Similar figures of forward sales of the new harvest were also mentioned by other companies we surveyed.
This year a number of companies have reconsidered their strategies for forward sales. But still, most remained true to themselves and contracted a large share of the future harvest. About ten companies, under our data, concluded contracts for October-December corn delivery in the range of 150-170 USD/t. But the September rally raised the price tag on the "queen of fields" to 180-185 USD/t FOB and then to 200. As of now, it is possible to conclude a forward for December shipment at USD 201.
The director of the company Kais Agro Ruslan Rashko says that the company acts both as a producer and a local trader. The company works back-to-back with agrarians and multinationals.
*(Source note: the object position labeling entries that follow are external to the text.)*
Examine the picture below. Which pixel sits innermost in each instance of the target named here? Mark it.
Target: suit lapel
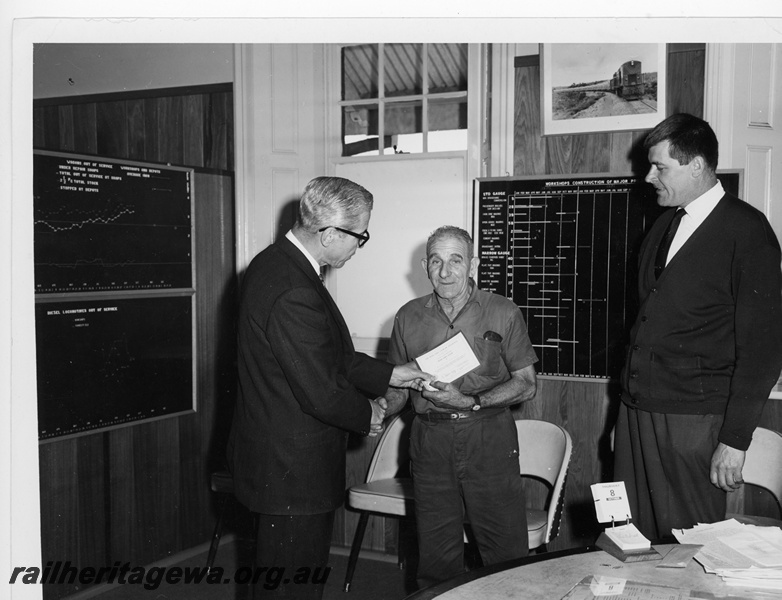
(300, 261)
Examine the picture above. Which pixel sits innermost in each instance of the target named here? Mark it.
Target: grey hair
(450, 231)
(336, 201)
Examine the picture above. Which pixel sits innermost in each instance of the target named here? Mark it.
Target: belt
(458, 415)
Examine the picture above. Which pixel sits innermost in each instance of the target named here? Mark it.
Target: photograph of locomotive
(601, 87)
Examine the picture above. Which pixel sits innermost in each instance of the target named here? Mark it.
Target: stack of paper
(746, 555)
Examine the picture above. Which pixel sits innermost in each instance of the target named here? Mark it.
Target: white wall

"According to our statistics, agrarians' failure to fulfil their deliveries under forward contracts is about 90%. Corn, which at the time of signing forward contracts cost UAH 4 thou. at the elevators, now is at UAH 6-6.2 thou. No one sells it. The amount involved, for example, for 5 thou. t is UAH 11 mln. The most honest and incorruptible courts are much cheaper," he jokes.
Ruslan Rashko adds that forwards are paid annually in advance to agricultural producers. But now the agrarians have started returning the money back.
"For example, we have contracts with a multinational company for corn at USD 157. We have transferred an advance payment to a farm in Poltava region for 8 thou. t. Last week, this farm returned the prepayment. Under the contract, it paid 20% of penalty, which is USD 188. The price for corn today is USD 200. That is, the situation is such that it is more profitable for the farmer to return the prepayment including penalties and then still sell it," he contemplates.
50 shades of agricultural producers
Nevertheless, some companies are up to supplying grain at fixed forward prices. But in return, they expect mutual steps by multinationals.
"We have concluded contracts, let's say, at a rather unfavourable price for today. But as a respectable company, which values its reputation, we intend to fulfil our obligations. Now we have a number of agreements with traders saying, for example, that in case we sell additional volume, we get a premium to the price. Analyzing the market and situation in it, I see that in this context partnerships are being formed for the future seasons. And to those companies which meet their obligations, I would like to see a special approach, including in the form of bonuses. Otherwise, many companies will be demotivated to deliver on their commitments," HarvEast head of sales Tatyana Alaverdova suggests.
The CEO of a multinational company, however, claims that such contractors are outnumbered. Many, even those who have not been affected by the drought, still appeal to the drought to avoid fulfilling contracts. Part of them bail, saying "you've already profited from us before" or they say it's better to sell the grain at a market price elsewhere and default.
The trader emphasizes that if the companies will default massively, the threat of losing forwards next year will be very high. And in fact, the reputation of the Ukrainian agricultural market will be destroyed.
UGA and UCAB even suggested creating a register of agricultural companies that do not meet their forward obligations. Neither had this initiative any effect on the producers nor encouraged traders.
"In the context of the market deficit, many operators are changing their concept of "bad faith" very quickly," infers Artem Rempen, Chief Operating Officer of G.R. Agro.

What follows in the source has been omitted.